Our family has been Mama and Gran and me for as long as I can remember. Daddy, he died before I turned one, and Grandpop was gone before Mama married Daddy. But Mama and Gran and me make a very cozy family. And I like a family that is all women. Me and Gran are real close. We spend a lot of time together, since apart from switching jobs so frequently, Mama also usually works two to three jobs all at once, depending on the time of year. Waitressing, bartending, whatever she can find. This new job in Coker Creek, it's a maid's job, at that motel off Old Route 28, at the edge of town. If I know Mama, it won't satisfy her for long.

I pat my stomach. It is full from the lunch Gran just made. Also it is on the puffy side. I have increased in size over the summer. I wonder how I am going to fit into my first-day-of-school dress, which was also my last-day-of-school dress in June. Oh, well. I am not going to dwell on that. I am going to eliminate the negative. I believe I'll head on over to Clarice's house for the rest of the afternoon. I have done all my chores except for the evening ones, and anyway Gran, she has already said, “Belle Teal, you just enjoy today. Tomorrow your school responsibilities start again.” Actually, she said that twice this morning, the second time with almost the exact same words she used the first time around, as if she didn't remember she had just said them half an hour before.

I ease back inside our little house and hide the journal under my mattress. Then I slip off my dirty shorts and pull on a pair of jeans. “Gran,” I say as I poke my head in the kitchen, “I'm going to Clarice's.”

Gran is mixing batter for corn bread. She is at the table, and the kitchen is so hot, I think I could suffocate in it. I can feel sweat forming under my hair and starting to slide down my forehead. But Gran stands there looking all tidy and cool-like. I hear her humming a tune I recognize as “G.I. Jive.”

“Gran?” I say again. “I'm going to Clarice's.”

Gran emerges from some kind of fog in her head. “Okay. Home by dinner . . . honey.”

For just a second I have this spooky feeling that she might have forgotten my name. But I shoo the thought aside and run out our door, across our yard, and down to the dirt road. It's a two-mile walk to Clarice's, and I haven't bothered with shoes. By this time of summer the soles of my feet are so hard, I wouldn't need shoes for anything but warmth, and that is not an issue.

Clarice, she once told me she sometimes gets bored on the walk between our houses if she is alone. I can't imagine that. I always use the walk for thinking. Today I am thinking about tomorrow — about the first day of fifth grade at Coker Creek Elementary, the new colored students, and wonderful Miss Casey.
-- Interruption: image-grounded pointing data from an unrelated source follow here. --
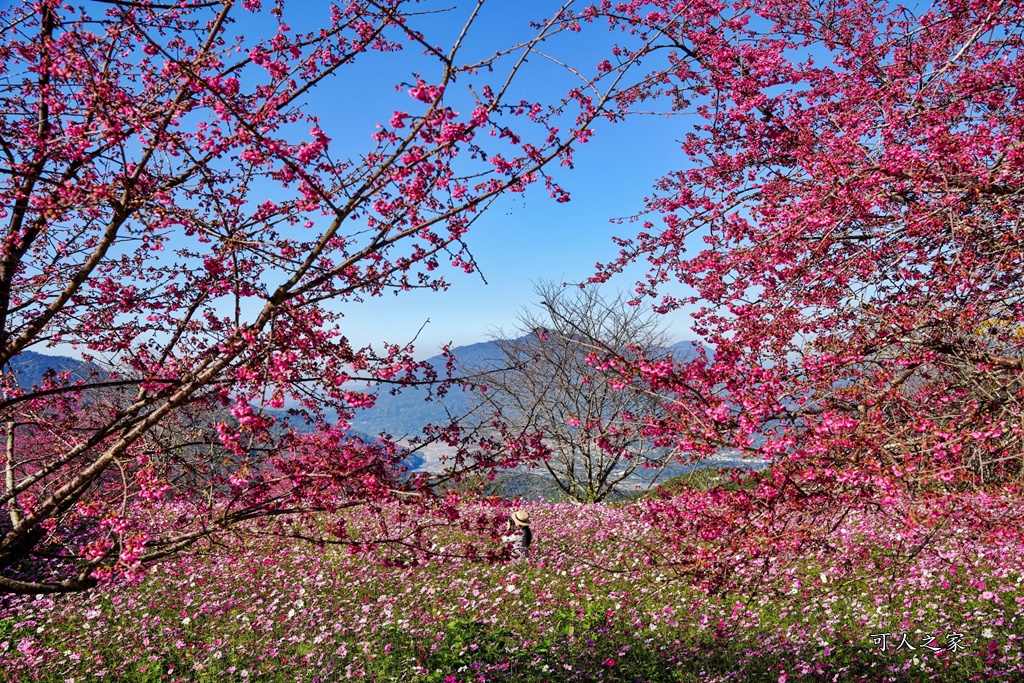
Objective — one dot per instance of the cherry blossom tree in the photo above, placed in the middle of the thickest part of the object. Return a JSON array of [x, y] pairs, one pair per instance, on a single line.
[[541, 383], [174, 210], [846, 225]]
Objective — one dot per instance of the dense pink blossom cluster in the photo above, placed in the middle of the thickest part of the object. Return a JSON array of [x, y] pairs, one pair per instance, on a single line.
[[295, 611]]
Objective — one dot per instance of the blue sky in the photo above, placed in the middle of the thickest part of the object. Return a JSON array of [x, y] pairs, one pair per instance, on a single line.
[[522, 239]]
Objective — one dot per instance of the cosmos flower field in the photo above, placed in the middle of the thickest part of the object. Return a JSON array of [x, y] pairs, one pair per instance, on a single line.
[[605, 597]]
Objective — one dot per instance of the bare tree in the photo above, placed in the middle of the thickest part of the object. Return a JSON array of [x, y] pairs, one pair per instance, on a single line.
[[546, 382]]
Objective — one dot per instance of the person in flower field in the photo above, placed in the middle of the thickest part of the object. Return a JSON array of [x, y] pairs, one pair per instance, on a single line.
[[518, 534]]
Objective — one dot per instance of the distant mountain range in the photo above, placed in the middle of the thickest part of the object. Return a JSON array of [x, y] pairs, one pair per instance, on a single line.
[[402, 415], [408, 412], [32, 367]]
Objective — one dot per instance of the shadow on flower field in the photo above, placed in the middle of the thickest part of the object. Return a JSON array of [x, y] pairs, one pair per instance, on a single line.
[[594, 603]]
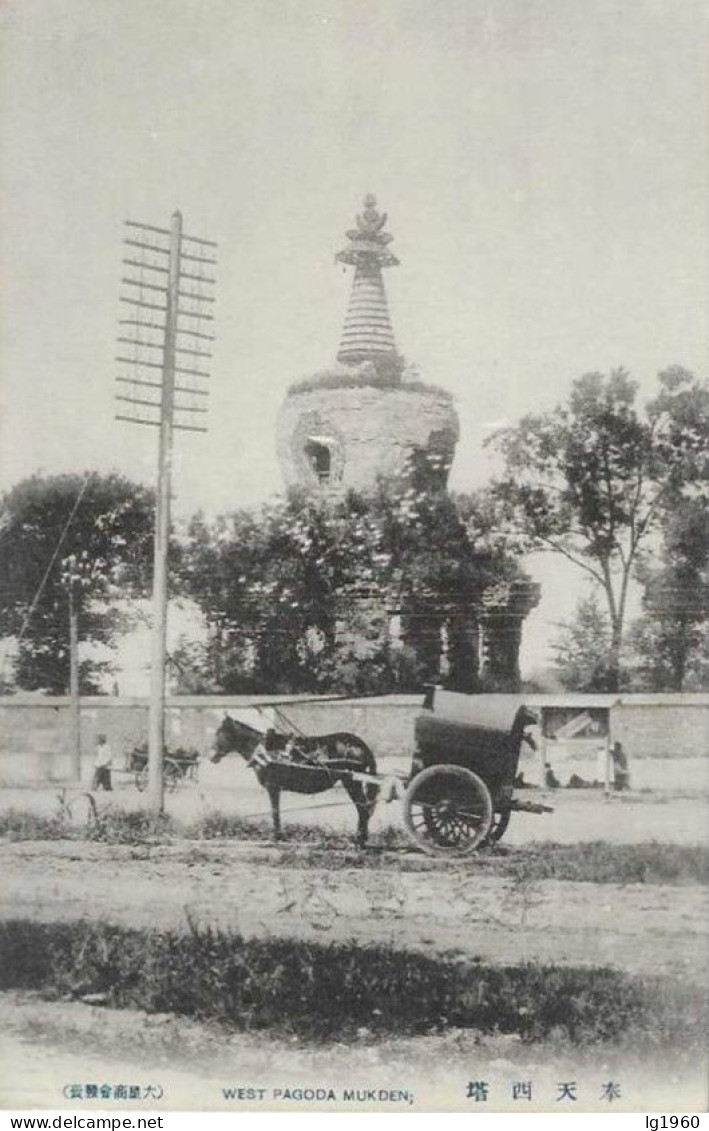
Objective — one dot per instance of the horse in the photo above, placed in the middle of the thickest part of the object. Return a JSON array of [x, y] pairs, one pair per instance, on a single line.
[[302, 765]]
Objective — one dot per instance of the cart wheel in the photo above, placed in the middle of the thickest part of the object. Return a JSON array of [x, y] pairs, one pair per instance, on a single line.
[[500, 822], [172, 775], [448, 811]]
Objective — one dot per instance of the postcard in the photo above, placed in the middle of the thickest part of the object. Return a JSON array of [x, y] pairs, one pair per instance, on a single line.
[[354, 697]]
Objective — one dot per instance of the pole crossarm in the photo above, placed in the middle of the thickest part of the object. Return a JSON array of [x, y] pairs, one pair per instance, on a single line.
[[182, 313]]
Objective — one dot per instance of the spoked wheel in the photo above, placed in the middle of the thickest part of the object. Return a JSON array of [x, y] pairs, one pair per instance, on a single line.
[[448, 811]]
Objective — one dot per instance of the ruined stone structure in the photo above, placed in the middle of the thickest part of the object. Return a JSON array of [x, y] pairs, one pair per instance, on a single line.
[[363, 419], [364, 416]]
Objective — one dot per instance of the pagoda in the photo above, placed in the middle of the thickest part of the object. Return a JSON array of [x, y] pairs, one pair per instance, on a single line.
[[363, 417]]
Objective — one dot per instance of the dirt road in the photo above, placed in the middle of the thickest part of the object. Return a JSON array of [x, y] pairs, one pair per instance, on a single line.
[[640, 927]]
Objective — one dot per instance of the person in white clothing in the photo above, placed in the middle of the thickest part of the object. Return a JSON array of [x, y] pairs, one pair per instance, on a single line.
[[103, 759]]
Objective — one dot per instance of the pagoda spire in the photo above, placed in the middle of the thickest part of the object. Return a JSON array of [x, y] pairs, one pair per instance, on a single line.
[[368, 333]]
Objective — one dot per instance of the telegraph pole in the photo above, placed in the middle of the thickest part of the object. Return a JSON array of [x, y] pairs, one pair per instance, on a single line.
[[74, 687], [158, 343], [156, 718]]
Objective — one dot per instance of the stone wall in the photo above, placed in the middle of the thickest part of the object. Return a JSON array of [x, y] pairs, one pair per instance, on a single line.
[[370, 431], [35, 735]]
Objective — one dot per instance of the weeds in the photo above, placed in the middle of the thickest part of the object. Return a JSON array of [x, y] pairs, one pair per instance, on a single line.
[[317, 990], [588, 862]]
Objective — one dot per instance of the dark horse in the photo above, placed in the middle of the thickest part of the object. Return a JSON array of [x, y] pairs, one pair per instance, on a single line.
[[302, 765]]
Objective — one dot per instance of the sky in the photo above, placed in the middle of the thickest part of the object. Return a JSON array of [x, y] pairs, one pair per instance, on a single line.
[[544, 165]]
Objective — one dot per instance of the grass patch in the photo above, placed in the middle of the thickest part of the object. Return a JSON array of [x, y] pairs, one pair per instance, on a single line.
[[602, 862], [588, 862], [326, 990]]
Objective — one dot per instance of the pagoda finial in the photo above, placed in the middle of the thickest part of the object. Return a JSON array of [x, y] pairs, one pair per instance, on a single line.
[[366, 333], [368, 242]]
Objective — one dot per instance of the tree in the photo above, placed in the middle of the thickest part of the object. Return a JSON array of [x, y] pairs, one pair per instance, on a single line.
[[582, 650], [301, 597], [593, 478], [66, 537], [669, 640]]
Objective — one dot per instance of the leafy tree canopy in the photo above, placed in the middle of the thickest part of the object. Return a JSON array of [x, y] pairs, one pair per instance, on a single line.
[[299, 596], [593, 478], [89, 536]]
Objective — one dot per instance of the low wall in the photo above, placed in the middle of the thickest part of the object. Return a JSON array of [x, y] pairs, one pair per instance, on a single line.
[[36, 737]]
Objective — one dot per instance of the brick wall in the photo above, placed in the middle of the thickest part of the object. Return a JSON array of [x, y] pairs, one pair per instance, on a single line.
[[35, 734]]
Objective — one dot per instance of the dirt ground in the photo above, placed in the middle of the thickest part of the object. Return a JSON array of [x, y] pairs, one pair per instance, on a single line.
[[454, 908], [460, 909]]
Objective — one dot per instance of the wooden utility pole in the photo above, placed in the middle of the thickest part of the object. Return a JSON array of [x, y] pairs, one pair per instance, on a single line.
[[75, 710], [156, 718], [152, 337]]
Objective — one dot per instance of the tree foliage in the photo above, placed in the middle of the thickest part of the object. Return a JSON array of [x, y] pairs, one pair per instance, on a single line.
[[593, 478], [582, 649], [85, 536], [301, 596]]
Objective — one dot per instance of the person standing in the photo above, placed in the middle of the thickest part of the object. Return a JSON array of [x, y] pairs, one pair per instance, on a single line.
[[103, 759], [621, 774]]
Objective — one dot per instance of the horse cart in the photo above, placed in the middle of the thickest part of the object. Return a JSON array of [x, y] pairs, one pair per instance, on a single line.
[[458, 795], [179, 767]]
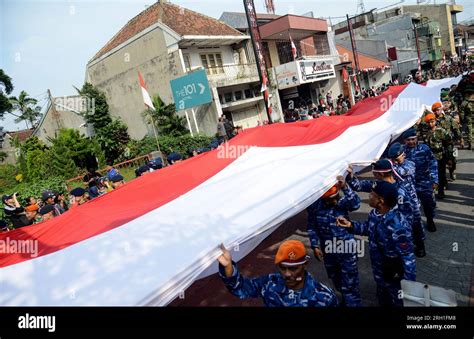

Clarice and me, we have been best friends since the beginning of kindergarten, which was way back in 1957. And we have been waiting since 1959 for Miss Casey to be our teacher. We have wished for her since the moment we set eyes on her, her first day at Coker Creek, when she arrived at school all dressed up and smelling of perfume that was probably from the country of France. None of the other teachers looked like Miss Casey. Or smelled like her. I fell in love with Miss Casey that day.

I walk along the dirt road, trying to avoid the bigger rocks, watching as grasshoppers zip ahead of me in the heated air. This is the easy part of the walk, going down our hill. Coming back from Clarice's will be another story. Tomorrow I will cover part of this trip on the school bus. I wonder if any of the new colored students will be on our bus route. I don't see how, but you never know.

It's funny. The only thing me and Clarice have been able to wrap our minds around this summer is the joyful thought of sitting in Miss Casey's class for a whole year. The only thing most other folks have wrapped their minds around is the notion of letting the Negro children into our school. So far those students have been going to the colored school over in Peapack, but starting this year, some of them will be coming to Coker Creek. It makes more sense. Coker Creek Elementary is much closer to those kids' homes than the school in Peapack is.

Mama says, “You be nice to those children, Belle Teal. They'll want to see smiling faces.”

Why wouldn't I be nice to new students?